The outperformance of the Aston Martin-branded Formula One team, which unexpectedly stands in second place in the constructors’ rankings, has also given a welcome boost to the company’s brand.
Geely, which first invested in Aston Martin via its £653mn capital raise in September last year, has just become the company’s third-biggest shareholder, behind chair Lawrence Stroll’s Yew Tree Consortium and Saudi Arabia’s Public Investment Fund. The Chinese automaker has just laid out £234mn, increasing its stake from 6.5 per cent to 17 per cent. About £140mn of this has been spent buying out existing shareholders — Stroll’s consortium sold £117mn worth of shares, and non-executive Michael de Picciotto sold £7.8mn-worth.

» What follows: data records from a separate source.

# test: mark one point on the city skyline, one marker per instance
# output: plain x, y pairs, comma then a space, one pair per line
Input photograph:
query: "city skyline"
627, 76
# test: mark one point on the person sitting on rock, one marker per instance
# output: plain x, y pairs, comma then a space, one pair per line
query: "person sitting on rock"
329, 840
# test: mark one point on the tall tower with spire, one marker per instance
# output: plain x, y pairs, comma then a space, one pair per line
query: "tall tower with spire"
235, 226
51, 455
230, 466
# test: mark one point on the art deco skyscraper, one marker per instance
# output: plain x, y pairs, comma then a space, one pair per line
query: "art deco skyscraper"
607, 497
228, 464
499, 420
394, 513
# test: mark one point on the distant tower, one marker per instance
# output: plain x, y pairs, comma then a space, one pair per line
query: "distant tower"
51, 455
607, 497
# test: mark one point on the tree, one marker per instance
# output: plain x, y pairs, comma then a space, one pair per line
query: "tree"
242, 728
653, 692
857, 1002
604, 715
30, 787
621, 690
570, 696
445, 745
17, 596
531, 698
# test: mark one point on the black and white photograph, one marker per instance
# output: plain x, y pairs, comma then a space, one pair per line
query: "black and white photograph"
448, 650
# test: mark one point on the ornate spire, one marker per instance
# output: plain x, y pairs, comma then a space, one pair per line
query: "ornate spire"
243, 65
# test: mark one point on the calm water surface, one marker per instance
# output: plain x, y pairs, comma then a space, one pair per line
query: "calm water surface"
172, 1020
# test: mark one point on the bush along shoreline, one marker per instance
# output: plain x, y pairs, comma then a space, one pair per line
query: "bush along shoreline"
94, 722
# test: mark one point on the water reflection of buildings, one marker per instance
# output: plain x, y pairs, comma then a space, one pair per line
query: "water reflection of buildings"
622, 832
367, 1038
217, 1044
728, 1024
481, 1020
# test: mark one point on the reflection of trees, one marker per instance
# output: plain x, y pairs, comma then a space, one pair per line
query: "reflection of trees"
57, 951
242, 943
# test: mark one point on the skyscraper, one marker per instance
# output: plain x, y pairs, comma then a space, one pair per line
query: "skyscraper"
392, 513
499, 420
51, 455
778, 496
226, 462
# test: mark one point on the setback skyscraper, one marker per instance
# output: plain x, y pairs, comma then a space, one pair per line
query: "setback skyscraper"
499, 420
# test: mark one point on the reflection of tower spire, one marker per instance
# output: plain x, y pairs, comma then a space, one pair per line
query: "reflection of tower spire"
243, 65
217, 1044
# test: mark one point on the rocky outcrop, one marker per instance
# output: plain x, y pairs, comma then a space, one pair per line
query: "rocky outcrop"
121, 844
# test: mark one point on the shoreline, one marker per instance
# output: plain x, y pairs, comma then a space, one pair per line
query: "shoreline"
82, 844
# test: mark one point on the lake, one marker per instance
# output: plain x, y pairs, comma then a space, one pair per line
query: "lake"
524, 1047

The other £94mn is being invested through a subscription to newly issued shares, which provides Aston Martin with a further cash injection and expands its share base by 4 per cent.
This takes the money raised through share sales to more than £1.6bn in less than five years.
Yet the fact that Aston Martin continues to burn through cash as quickly as one of its high-performance cars gets through fuel explains why, despite recent gains, the company’s shares still trade 86 per cent below their October 2018 float price of 1,900p a share.
Until it can put the brakes on this, investors will remain unimpressed by talk of “joint technology synergies”.
Turkish investor ups Genel Energy stake
It’s been almost three months since the oil pipeline between Iraq and Turkey shut down.
Two UK-listed Kurdish oil producers, Genel Energy and Gulf Keystone Petroleum are stuck in limbo as a result, given that they don’t have enough storage to keep wells pumping without that export capability.
There are occasional bursts of optimism about a quick reopening of the pipeline — the most recent being Iraq’s oil minister who said that talks were both taking place and that he was hoping to welcome a Turkish delegate for talks soon, confusingly — but no major breakthroughs. The Turkish government shut down the Kirkuk—Ceyhan pipeline after losing an arbitration case brought by the Iraq government. The two Turkish presidential votes in May put a pause on negotiations, while another arbitration case about the same issue is still in play and could yet provide more barriers to reopening the 450,000 barrels of oil per day (bopd) pipeline.
The share prices of Genel and Gulf Keystone have been resilient despite the potential for the stoppage to continue indefinitely. Genel is flat on its pre-March 23 share price, while Gulf Keystone (which had to stop producing more quickly) is down by around a quarter.
Genel boss Paul Weir said last month the company had scaled back its spending, but remained in a “robust” cash position, with $496mn (£399mn) in the bank.
Share purchases by non-executive director Tolga Bilgin reflect that confidence — his company, Bilgin Energy, bought almost £1.5mn in shares in Genel last week. The latter did not give a specific reason for the transactions, which were split over four trading sessions. Bilgin Energy’s stake is now close to 23 per cent.
Bilgin is a Turkish company with gas and renewables assets, as well as an energy investment business.